PMID26659050 Human level concept learning through probabalistic program induction
 Preface:
 How do people learn new concepts from just one or a few examples?
 And how do people learn such abstract, rich, and flexible representations?
 How can learning succeed from such sparse dataset also produce such rich representations?
 For any theory of learning, fitting a more complicated model requires more data, not less, to achieve some measure of good generalization, usually in the difference between new and old examples.
 Learning proceeds bu constructing programs that best explain the observations under a Bayesian criterion, and the model 'learns to learn' by developing hierarchical priors that allow previous experience with related concepts to ease learning of new concepts.
 These priors represent learned inductive bias that abstracts the key regularities and dimensions of variation holding actoss both types of concepts and across instances.
 BPL can construct new programs by reusing pieced of existing ones, capturing the causal and compositional properties of realworld generative processes operating on multiple scales.

 Posterior inference requires searching the large combinatorial space of programs that could have generated a raw image.
 Our strategy uses fast bottomup methods (31) to propose a range of candidate parses.
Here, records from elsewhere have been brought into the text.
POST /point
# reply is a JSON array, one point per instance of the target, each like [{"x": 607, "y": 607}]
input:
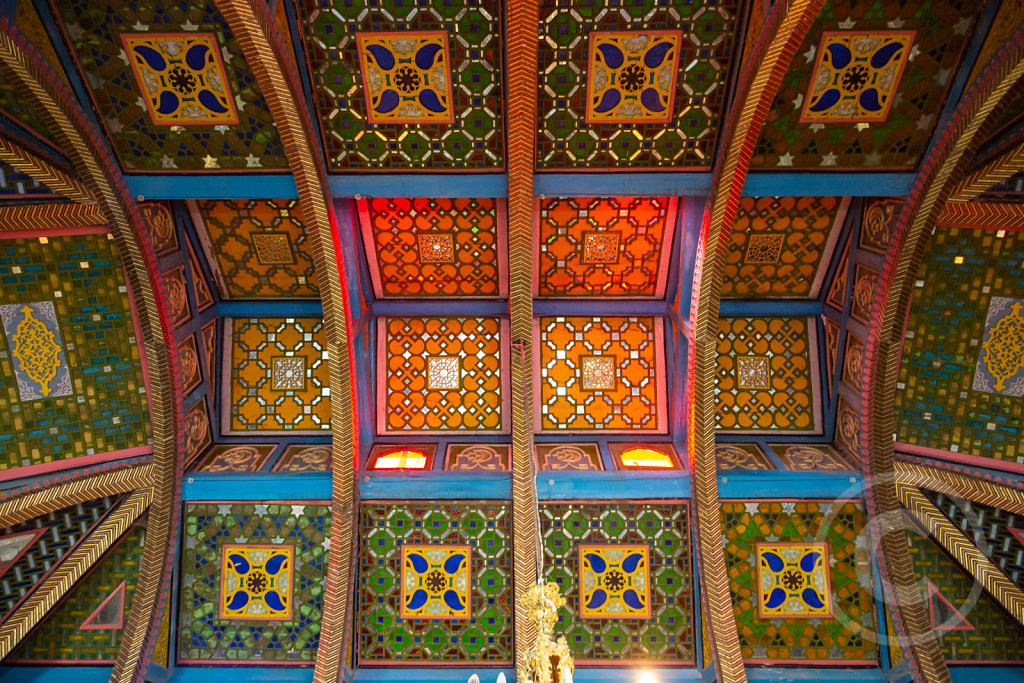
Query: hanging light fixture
[{"x": 548, "y": 660}]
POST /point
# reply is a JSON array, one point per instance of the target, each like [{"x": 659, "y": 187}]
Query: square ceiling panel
[
  {"x": 275, "y": 377},
  {"x": 439, "y": 375},
  {"x": 435, "y": 248},
  {"x": 637, "y": 85},
  {"x": 407, "y": 85},
  {"x": 258, "y": 249},
  {"x": 614, "y": 247},
  {"x": 171, "y": 85},
  {"x": 867, "y": 86},
  {"x": 767, "y": 375},
  {"x": 599, "y": 374},
  {"x": 780, "y": 246}
]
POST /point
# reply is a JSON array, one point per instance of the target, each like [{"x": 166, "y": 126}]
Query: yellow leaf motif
[
  {"x": 1004, "y": 354},
  {"x": 37, "y": 349}
]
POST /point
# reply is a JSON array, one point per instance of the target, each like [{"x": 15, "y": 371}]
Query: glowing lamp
[
  {"x": 646, "y": 458},
  {"x": 401, "y": 459}
]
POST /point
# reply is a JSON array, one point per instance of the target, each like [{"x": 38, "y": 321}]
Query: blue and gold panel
[
  {"x": 1000, "y": 360},
  {"x": 181, "y": 78},
  {"x": 436, "y": 582},
  {"x": 632, "y": 76},
  {"x": 614, "y": 582},
  {"x": 793, "y": 581},
  {"x": 256, "y": 582},
  {"x": 406, "y": 76},
  {"x": 34, "y": 340},
  {"x": 856, "y": 76}
]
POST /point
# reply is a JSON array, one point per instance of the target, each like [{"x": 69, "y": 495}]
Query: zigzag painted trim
[
  {"x": 963, "y": 549},
  {"x": 62, "y": 578}
]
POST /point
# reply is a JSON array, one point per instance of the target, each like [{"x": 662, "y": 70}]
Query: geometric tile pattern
[
  {"x": 856, "y": 76},
  {"x": 577, "y": 389},
  {"x": 181, "y": 78},
  {"x": 614, "y": 582},
  {"x": 436, "y": 582},
  {"x": 658, "y": 534},
  {"x": 103, "y": 408},
  {"x": 65, "y": 634},
  {"x": 259, "y": 248},
  {"x": 937, "y": 404},
  {"x": 632, "y": 76},
  {"x": 215, "y": 531},
  {"x": 597, "y": 247},
  {"x": 407, "y": 77},
  {"x": 741, "y": 457},
  {"x": 778, "y": 244},
  {"x": 580, "y": 51},
  {"x": 827, "y": 81},
  {"x": 995, "y": 636},
  {"x": 419, "y": 387},
  {"x": 212, "y": 86},
  {"x": 434, "y": 248},
  {"x": 351, "y": 101},
  {"x": 751, "y": 395},
  {"x": 264, "y": 385},
  {"x": 62, "y": 529},
  {"x": 480, "y": 535},
  {"x": 793, "y": 580},
  {"x": 836, "y": 527}
]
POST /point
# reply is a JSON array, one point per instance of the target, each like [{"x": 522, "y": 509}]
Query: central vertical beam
[
  {"x": 278, "y": 77},
  {"x": 521, "y": 20},
  {"x": 769, "y": 60}
]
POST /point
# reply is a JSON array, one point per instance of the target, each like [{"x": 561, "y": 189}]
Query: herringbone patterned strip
[
  {"x": 43, "y": 501},
  {"x": 278, "y": 78},
  {"x": 521, "y": 25},
  {"x": 23, "y": 66},
  {"x": 24, "y": 216},
  {"x": 44, "y": 172},
  {"x": 963, "y": 549},
  {"x": 989, "y": 175},
  {"x": 73, "y": 567},
  {"x": 779, "y": 39},
  {"x": 1003, "y": 496},
  {"x": 993, "y": 216},
  {"x": 944, "y": 165}
]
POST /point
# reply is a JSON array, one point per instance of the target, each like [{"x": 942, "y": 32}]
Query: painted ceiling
[{"x": 357, "y": 214}]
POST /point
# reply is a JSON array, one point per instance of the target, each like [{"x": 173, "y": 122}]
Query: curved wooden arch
[
  {"x": 769, "y": 60},
  {"x": 22, "y": 63},
  {"x": 278, "y": 79},
  {"x": 944, "y": 165}
]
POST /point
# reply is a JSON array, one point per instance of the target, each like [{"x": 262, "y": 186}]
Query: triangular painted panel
[
  {"x": 110, "y": 613},
  {"x": 944, "y": 615},
  {"x": 13, "y": 546}
]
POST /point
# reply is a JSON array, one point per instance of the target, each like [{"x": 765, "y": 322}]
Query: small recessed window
[
  {"x": 652, "y": 457},
  {"x": 400, "y": 459}
]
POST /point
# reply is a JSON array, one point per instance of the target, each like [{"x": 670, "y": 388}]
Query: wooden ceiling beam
[{"x": 963, "y": 549}]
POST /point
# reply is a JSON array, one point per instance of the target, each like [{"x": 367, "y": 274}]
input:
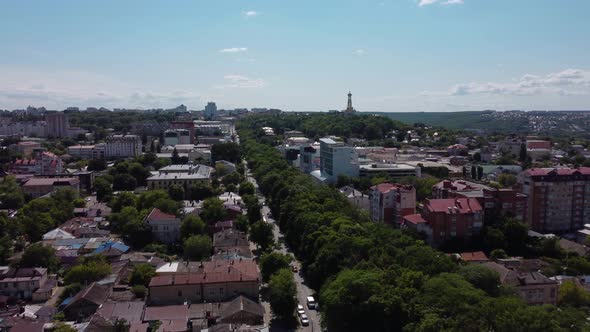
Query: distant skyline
[{"x": 394, "y": 55}]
 That is, they reduce the character to a set of lines (series of line segments), then simply the intersection of those lines, and run a series of parses to estimate the generation of those lines, with heuristic criteria to encourage continuity (e.g. no sharp angles, penalty for abruptly changing direction, etc).
 The most promising candidates are refined by using continuous optimization and local search, forming a discrete approximation to the posterior distribution P(program, parameters  image).